By: Hans Themistode
At one point in time, the mere mention of Guillermo Rigondeaux’s name made anyone who was in his division sweat. Now however, not so much.
When Rigondeaux first came onto the scene back in 2009, he had plenty of eyes on him. That’s what happens when you come into the sport with two Olympic gold medals dangling around your neck.
His gold collection increased after his seventh pro fight when he defeated Ricardo Cordoba for the interim WBA Super Bantamweight title. Just five fights later, Rigondeaux found himself across the ring from Nonito Donaire. The man many believed was the best in the division at the time.
Rigondeaux made it look easy in coasting to a unanimous decision victory.
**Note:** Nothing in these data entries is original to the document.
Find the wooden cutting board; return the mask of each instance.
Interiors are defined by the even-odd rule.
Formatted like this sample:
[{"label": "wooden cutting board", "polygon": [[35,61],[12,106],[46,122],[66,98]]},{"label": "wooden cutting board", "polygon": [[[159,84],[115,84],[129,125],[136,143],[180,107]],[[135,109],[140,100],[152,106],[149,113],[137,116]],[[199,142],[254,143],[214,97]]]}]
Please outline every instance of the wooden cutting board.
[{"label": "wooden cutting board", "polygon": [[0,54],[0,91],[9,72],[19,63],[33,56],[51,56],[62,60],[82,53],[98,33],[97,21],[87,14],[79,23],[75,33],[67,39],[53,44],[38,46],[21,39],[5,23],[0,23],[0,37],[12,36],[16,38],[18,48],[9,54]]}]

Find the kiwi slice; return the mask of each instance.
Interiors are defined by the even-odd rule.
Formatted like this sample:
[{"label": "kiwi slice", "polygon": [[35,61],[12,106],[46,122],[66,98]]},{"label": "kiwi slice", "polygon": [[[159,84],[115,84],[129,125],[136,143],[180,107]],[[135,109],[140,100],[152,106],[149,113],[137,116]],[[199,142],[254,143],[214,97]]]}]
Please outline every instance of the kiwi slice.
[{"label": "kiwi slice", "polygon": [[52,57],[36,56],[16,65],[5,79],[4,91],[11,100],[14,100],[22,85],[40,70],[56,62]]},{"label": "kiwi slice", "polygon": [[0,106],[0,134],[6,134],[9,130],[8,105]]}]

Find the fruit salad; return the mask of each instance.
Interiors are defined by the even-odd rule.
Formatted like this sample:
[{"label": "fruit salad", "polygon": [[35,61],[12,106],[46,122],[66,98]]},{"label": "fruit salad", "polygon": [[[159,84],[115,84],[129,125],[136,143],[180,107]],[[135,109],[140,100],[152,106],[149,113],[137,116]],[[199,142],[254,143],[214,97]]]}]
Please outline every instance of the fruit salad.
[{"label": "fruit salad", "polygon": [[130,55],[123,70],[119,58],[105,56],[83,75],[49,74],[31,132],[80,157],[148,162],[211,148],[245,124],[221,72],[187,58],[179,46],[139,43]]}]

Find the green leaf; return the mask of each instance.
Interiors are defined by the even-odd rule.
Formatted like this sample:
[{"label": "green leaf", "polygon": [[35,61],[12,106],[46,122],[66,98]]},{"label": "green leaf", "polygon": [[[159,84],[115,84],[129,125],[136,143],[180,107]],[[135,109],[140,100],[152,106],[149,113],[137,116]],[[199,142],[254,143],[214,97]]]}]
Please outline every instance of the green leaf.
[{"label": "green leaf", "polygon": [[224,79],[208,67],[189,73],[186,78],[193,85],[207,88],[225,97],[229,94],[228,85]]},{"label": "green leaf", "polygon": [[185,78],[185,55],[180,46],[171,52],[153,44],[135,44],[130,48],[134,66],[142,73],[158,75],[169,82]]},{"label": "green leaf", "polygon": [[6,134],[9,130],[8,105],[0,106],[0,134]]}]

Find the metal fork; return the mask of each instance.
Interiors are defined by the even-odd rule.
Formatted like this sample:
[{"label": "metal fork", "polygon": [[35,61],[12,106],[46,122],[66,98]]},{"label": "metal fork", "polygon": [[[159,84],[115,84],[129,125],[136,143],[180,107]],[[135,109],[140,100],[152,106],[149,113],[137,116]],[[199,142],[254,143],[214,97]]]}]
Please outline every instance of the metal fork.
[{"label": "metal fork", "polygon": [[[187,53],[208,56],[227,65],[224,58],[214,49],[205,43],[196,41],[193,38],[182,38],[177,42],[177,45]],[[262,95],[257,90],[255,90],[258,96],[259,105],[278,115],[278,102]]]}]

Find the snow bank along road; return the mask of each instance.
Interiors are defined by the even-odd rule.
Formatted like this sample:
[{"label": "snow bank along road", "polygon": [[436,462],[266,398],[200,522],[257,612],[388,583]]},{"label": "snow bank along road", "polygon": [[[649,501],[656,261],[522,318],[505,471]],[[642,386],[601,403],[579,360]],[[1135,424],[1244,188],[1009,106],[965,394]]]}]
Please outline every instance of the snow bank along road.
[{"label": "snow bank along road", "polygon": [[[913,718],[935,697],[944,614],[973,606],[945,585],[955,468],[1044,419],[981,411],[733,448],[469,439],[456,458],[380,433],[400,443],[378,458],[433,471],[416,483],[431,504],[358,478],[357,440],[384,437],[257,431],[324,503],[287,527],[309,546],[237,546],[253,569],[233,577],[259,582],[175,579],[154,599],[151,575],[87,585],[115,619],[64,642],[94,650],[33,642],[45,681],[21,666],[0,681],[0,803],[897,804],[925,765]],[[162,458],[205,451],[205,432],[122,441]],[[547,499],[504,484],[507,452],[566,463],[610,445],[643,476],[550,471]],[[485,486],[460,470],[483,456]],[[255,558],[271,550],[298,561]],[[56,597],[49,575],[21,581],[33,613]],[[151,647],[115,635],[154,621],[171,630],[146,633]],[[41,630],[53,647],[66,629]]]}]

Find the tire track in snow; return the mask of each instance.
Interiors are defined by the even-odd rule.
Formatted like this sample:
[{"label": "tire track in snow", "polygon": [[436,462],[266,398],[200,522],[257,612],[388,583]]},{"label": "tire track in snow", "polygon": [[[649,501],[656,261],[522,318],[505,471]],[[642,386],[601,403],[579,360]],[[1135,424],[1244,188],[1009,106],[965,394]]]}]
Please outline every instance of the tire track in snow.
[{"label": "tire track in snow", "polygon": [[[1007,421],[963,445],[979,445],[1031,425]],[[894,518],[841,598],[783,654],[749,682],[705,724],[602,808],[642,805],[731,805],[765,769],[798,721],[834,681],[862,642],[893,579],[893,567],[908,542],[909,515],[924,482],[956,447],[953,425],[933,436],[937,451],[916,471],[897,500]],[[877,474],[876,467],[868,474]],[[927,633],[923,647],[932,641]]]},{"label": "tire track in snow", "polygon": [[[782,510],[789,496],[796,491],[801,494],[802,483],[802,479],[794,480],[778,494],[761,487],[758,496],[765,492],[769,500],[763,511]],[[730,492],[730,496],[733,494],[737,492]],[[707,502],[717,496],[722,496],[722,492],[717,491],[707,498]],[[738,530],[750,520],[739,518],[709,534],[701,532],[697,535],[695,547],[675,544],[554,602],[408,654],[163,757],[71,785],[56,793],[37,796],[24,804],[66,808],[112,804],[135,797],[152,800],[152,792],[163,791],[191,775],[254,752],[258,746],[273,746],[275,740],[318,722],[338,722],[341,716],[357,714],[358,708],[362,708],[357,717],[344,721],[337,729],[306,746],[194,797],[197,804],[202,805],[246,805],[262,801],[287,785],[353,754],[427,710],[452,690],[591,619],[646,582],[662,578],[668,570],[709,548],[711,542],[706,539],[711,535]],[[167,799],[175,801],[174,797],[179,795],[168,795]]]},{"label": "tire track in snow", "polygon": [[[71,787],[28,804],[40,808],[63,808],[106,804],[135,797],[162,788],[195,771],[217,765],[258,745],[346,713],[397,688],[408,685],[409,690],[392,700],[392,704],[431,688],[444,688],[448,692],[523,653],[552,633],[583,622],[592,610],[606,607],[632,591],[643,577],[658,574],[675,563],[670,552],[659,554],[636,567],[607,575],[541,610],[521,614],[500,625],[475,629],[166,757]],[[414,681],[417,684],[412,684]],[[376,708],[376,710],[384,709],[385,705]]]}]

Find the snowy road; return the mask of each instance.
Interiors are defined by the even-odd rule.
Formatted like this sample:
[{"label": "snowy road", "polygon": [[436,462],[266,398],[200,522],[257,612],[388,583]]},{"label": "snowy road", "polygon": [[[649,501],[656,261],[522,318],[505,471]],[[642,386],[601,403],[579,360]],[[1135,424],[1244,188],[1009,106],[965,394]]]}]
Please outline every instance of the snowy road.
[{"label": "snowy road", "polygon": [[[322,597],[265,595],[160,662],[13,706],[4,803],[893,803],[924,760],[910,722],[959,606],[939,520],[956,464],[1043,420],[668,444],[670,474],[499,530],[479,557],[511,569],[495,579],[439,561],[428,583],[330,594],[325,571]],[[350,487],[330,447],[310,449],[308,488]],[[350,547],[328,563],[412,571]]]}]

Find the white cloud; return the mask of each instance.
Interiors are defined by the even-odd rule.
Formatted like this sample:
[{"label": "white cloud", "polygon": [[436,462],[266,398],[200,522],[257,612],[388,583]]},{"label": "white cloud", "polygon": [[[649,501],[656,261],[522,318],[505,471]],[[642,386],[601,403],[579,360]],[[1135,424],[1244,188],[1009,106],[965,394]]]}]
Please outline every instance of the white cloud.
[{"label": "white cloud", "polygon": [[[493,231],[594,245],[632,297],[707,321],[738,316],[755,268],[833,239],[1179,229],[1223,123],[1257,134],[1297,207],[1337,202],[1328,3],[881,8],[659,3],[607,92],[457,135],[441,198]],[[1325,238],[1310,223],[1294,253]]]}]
Grabbing the WBO title that was in the possession of Donaire as well.
Things were supposed to sky rocket for the new unified champ.
Big fights, more fame and definitely tons of money were all in his immediate future. Yet, none of it came his way. Instead, Rigondeaux became extraneous.
Growing tired of fighting nobodies for pennies, he decided to take a risk. That risk came in the form of fellow two time Olympic gold medalist Vasiliy Lomachenko.
There’s no need to regurgitate what happened in that contest because it has already been done at nauseam. Rigondeaux was dominated and seemingly quit during the match. Not a good look to say the least.
With more than two years since that embarrassing loss, Rigondeaux has won two contest in a row but against the sort of competition that even the most hardcore of fans would have a hard time identifying.
Now, at the age of 39, he’s running out of time.
In just a few days, the former two time Olympic gold medalist and former world champion returns to the ring against Liborio Solis at the PPL Center, in Allentown, Pennsylvania. On the line will be a vacant Bantamweight world title.
“This is a very big deal for me,” said Rigondeaux. ”For years I was one of the best fighters in the world, if not, the best fighter in the world. When you’re a champion, you only fight the top opponents and those are the type of fights I want. I’m going to start another long reign as champion beginning February 8.”
39 isn’t exactly a young age in the sport of boxing. In fact, it’s considered ancient.
The days of Rigondeaux claiming a spot on anyone’s pound-for-pound list are long gone but that doesn’t mean that he can’t regain some of the shine that he once had. On February 8th, he’ll either prove that he has plenty left in the tank or if this is the end of the road.